Barcelona is still unable to register their summer signings after La Liga rejected an attempt to use the club’s own funds to inflate the value of two asset sales they used to balance the books and strengthen their team.
The plan now is to sell a further 25% of their content production company, Barça Studios, for an estimated €100 million in the hope that it will allow them to include new arrivals such as Robert Lewandowski, Andreas Christensen, and Jules Koundé in the squad for their first game against Rayo Vallecano on Saturday night.
Barcelona had accounted for €667 million (£562 million) in benefits from the sale of two packets of future television rights, which they hoped would help them comply with La Liga’s financial fair play rules.

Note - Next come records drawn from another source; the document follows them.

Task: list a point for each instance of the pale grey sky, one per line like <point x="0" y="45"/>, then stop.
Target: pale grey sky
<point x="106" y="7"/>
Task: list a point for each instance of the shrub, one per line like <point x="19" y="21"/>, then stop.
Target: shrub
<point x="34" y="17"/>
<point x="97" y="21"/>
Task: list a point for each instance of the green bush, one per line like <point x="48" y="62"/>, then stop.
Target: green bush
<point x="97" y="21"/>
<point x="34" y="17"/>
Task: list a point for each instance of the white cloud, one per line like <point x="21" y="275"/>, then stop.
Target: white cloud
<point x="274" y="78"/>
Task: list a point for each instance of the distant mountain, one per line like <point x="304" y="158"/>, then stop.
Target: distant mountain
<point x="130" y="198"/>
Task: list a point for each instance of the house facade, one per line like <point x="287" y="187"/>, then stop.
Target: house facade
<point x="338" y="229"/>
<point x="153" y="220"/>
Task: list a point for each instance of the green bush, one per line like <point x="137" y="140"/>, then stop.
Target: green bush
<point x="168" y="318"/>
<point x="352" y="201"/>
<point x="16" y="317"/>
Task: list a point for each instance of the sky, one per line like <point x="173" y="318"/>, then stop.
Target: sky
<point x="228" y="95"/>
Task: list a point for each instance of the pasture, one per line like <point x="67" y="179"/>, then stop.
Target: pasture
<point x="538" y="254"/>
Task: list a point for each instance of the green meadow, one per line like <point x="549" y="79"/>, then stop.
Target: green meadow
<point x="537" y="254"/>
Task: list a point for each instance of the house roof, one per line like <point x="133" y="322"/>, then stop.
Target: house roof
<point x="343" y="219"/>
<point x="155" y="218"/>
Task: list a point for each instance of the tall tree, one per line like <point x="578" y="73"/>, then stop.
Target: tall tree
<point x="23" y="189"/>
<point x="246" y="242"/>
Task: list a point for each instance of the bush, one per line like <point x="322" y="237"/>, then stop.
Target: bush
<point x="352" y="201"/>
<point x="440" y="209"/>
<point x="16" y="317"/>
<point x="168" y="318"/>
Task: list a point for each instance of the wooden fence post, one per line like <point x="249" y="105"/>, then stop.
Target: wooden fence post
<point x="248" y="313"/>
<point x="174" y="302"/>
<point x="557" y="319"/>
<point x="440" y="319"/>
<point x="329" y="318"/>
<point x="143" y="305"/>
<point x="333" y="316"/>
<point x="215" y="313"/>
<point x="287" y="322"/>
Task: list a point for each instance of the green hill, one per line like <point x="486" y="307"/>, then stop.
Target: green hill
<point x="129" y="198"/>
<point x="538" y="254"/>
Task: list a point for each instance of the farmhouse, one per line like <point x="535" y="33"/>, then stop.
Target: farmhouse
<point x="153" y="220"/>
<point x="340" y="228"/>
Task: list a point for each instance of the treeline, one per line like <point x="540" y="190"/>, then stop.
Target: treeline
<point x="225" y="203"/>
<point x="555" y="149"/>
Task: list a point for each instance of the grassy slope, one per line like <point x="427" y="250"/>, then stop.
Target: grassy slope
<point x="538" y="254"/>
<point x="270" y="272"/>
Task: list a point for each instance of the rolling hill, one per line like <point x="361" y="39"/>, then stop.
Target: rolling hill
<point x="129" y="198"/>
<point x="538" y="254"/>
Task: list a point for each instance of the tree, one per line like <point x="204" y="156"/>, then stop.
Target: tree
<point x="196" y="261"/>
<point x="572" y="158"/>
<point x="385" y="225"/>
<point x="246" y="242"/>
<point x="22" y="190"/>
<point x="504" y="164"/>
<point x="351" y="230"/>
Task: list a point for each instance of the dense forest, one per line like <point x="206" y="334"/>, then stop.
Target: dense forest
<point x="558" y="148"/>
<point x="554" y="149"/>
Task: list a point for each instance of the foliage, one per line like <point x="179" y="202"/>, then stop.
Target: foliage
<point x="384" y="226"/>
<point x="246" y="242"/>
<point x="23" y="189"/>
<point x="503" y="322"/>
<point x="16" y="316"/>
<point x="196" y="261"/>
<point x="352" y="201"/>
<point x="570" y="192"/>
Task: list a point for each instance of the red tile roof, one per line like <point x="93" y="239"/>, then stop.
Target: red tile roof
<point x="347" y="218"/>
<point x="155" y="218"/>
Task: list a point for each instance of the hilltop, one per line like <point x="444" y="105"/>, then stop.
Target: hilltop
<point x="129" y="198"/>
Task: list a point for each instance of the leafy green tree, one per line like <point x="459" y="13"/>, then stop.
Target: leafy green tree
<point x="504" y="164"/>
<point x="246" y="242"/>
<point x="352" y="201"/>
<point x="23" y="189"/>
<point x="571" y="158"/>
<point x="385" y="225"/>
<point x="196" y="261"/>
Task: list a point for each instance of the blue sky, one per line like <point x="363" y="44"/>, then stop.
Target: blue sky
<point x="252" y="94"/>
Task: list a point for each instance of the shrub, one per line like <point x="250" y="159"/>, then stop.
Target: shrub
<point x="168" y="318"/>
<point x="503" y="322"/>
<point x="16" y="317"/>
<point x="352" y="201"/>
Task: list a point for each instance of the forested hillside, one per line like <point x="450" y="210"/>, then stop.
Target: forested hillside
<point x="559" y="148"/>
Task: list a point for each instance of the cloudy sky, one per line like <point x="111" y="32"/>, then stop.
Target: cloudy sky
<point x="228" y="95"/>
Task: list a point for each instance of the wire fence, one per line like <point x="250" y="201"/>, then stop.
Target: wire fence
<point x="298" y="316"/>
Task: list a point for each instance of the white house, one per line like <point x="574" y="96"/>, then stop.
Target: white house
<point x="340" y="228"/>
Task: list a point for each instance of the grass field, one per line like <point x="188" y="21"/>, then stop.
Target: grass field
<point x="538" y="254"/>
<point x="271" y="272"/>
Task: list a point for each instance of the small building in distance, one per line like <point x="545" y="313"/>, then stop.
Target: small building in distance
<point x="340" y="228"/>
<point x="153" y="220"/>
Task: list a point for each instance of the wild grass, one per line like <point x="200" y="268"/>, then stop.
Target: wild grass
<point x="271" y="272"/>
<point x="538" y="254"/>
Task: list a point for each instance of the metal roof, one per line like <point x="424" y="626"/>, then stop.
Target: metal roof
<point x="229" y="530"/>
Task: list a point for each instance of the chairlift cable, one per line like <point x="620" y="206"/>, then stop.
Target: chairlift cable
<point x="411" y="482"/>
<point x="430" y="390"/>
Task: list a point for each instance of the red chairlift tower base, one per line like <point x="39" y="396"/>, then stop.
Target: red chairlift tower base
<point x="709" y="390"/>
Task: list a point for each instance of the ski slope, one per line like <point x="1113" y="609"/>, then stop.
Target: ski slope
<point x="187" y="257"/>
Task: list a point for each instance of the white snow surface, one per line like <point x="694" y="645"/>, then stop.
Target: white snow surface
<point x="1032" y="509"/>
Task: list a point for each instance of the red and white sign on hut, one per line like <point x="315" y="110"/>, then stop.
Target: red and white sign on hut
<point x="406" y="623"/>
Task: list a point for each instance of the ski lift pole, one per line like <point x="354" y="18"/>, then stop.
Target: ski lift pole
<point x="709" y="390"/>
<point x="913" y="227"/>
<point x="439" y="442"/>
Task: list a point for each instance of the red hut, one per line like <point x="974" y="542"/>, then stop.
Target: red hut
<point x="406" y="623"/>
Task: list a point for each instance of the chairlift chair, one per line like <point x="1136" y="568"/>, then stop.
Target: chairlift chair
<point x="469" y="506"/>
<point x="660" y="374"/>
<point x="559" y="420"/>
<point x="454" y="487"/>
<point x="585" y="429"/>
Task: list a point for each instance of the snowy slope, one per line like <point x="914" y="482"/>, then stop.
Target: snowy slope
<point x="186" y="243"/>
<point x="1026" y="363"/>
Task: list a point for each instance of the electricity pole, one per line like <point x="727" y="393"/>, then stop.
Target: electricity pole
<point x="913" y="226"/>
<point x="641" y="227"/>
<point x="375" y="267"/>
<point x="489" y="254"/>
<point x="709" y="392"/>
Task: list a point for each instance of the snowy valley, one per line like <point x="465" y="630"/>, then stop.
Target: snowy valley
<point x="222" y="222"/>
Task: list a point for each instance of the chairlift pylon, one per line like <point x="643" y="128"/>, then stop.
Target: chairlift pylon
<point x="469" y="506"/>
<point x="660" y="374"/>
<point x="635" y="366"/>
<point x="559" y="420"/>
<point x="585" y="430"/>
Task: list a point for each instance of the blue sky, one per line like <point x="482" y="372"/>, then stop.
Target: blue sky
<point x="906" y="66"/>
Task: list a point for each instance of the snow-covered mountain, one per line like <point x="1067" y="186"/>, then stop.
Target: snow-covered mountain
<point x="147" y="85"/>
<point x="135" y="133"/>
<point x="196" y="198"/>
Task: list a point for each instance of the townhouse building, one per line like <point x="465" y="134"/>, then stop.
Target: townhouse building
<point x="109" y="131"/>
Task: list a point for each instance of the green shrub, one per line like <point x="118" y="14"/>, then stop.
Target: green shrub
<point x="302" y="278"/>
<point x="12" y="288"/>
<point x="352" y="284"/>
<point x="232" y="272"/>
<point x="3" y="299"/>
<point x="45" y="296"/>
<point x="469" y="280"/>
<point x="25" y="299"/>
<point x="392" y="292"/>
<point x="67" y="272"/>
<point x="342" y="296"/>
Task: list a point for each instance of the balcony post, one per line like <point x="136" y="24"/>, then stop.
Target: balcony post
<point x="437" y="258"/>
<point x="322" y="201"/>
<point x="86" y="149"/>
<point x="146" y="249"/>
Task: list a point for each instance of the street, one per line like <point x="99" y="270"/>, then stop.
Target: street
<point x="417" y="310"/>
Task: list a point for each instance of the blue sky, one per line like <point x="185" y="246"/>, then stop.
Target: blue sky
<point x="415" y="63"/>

They also announced the sale of slightly less than 25% of Barça Studios, the third of three “palancas” or economic “levers” pulled this summer.
Barcelona said they had brought in more than €850 million in total, including a new sponsorship deal with Spotify, player departures, and increased revenue, as they seek to improve their squad and resolve a financial crisis.
However, according to the league’s audit, Barcelona received only €517 million directly from investors Sixth Street for two TV rights packages of 10% and 15%, respectively.
According to the Spanish radio station Cadena Cope, the remaining €150 million was paid by the club itself.
The operation is legal, as confirmed by the club’s auditors Grant Thornton, but the league has recalculated the benefit to reflect that €150 million of the total is not new income.
Barcelona has spent more on transfers than any other club in Spain and has yet to reduce their salary outgoings sufficiently, leaving them short of the threshold where they can register all of their players with La Liga.
Laporta had stated that he hoped not to have to use a fourth lever, but the board had already approved such a move if it became necessary, which it now appears to be.
His administration, which inherited a severe financial crisis, had previously been granted permission to sell a percentage of future TV rights (up to 25% for up to 25 years), Barca Studios, and 49% of the club’s licencing arm BLM at members’ assemblies this spring and in the autumn. The latter has not yet occurred.
Barcelona continues to try to move players, with Frenkie de Jong’s potential departure being especially significant due to the size of his salary and amortisation.
They are negotiating salary reductions with senior players and club captains Gerard Piqué, Sergio Busquets and Jordi Alba and intend to make more signings.